Return of the Living Dead III

C-: 2.5 stars (out of 5)
1993 | United StatesJapan | 97 min | More...
Reviewed Oct 23, 2025

Brian Yuzna’s Return of the Living Dead III trades the franchise’s comic book zaniness for teenage tragedy. The result is watchable but minor.

The setup has promise. Curt and Julie are teenage lovers with boundary issues. She goads him into stealing his Army Colonel father’s security card. They break into a military lab. They watch scientists pump Trioxin into cadavers and turn them into flesh-eating monsters. Standard date night stuff.

Then Julie dies in a motorcycle crash.
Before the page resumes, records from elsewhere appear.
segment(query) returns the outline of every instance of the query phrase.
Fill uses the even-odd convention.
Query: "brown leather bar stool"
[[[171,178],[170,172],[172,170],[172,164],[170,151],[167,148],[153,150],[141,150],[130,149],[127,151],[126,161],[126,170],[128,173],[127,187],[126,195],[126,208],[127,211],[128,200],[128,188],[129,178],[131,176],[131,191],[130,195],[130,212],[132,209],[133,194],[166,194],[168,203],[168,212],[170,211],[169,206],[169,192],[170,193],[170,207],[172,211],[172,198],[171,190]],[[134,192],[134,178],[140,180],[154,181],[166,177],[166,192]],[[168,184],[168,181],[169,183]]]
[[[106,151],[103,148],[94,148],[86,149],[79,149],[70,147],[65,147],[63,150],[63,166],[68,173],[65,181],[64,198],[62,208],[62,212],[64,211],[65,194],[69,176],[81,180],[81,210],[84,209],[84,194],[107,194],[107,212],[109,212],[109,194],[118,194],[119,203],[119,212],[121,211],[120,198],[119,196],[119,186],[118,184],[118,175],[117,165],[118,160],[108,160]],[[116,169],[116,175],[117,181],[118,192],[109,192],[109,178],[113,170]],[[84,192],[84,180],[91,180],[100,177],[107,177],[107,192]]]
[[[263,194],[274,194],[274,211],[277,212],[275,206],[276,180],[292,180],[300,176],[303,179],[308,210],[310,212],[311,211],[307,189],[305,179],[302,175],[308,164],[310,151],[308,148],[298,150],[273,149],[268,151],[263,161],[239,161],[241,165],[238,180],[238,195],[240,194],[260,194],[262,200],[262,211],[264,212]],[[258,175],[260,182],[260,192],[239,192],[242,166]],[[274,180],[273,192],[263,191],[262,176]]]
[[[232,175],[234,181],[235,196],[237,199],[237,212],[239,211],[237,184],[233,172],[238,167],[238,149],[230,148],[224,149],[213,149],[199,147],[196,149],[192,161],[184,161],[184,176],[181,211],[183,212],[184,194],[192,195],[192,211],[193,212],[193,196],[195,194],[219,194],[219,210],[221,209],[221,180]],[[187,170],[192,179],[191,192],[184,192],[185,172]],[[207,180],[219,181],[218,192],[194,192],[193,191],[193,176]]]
Curt drags her corpse back to the lab and doses her with the compound. She wakes up. She’s hungry. Not for pizza.

Yuzna knows this territory—he’s mined teen angst in Society and gore in Bride of Re-Animator. Here he delivers both, wringing startling effects from pocket change. The makeup work alone justifies the price of admission. Melinda Clarke is the real find, though. As Julie, she navigates the film’s thorny subtext about self-mutilation with conviction and restraint. When she pierces her flesh with glass shards to quiet the hunger, it’s genuinely unsettling.

But John Penney’s script keeps tripping over its own feet. Characters in this film have the situational awareness of mannequins. They stand in quiet, confined spaces while zombies shuffle and moan just off-screen, yet somehow never hear them coming. These aren’t stealth zombies. They’re awkward, clumsy, and loud. Yet time and again, characters remain oblivious until the plot requires them to turn around and scream. It’s lazy staging masquerading as suspense. It doesn’t build tension. It builds irritation.

The film devolves into a chase picture—Curt and zombie Julie fleeing from cops, soldiers, and armed gang members—and while Yuzna stages the carnage with his usual flair, the script can’t sustain momentum. The black comedy streak that animates Yuzna’s best work is missing. What’s left is competent horror-drama punctuated by impressive gore.

Return of the Living Dead III works as a franchise side-story, not a true sequel. It’s too somber, too earnest. That’s not inherently bad. But when your script keeps undermining itself with deaf characters and convenient stupidity, earnestness isn’t enough.

The ingredients for something special sit right there on screen—the effects, Clarke’s performance, Yuzna’s visual flair. They’re just trapped in a script that never quite comes to life.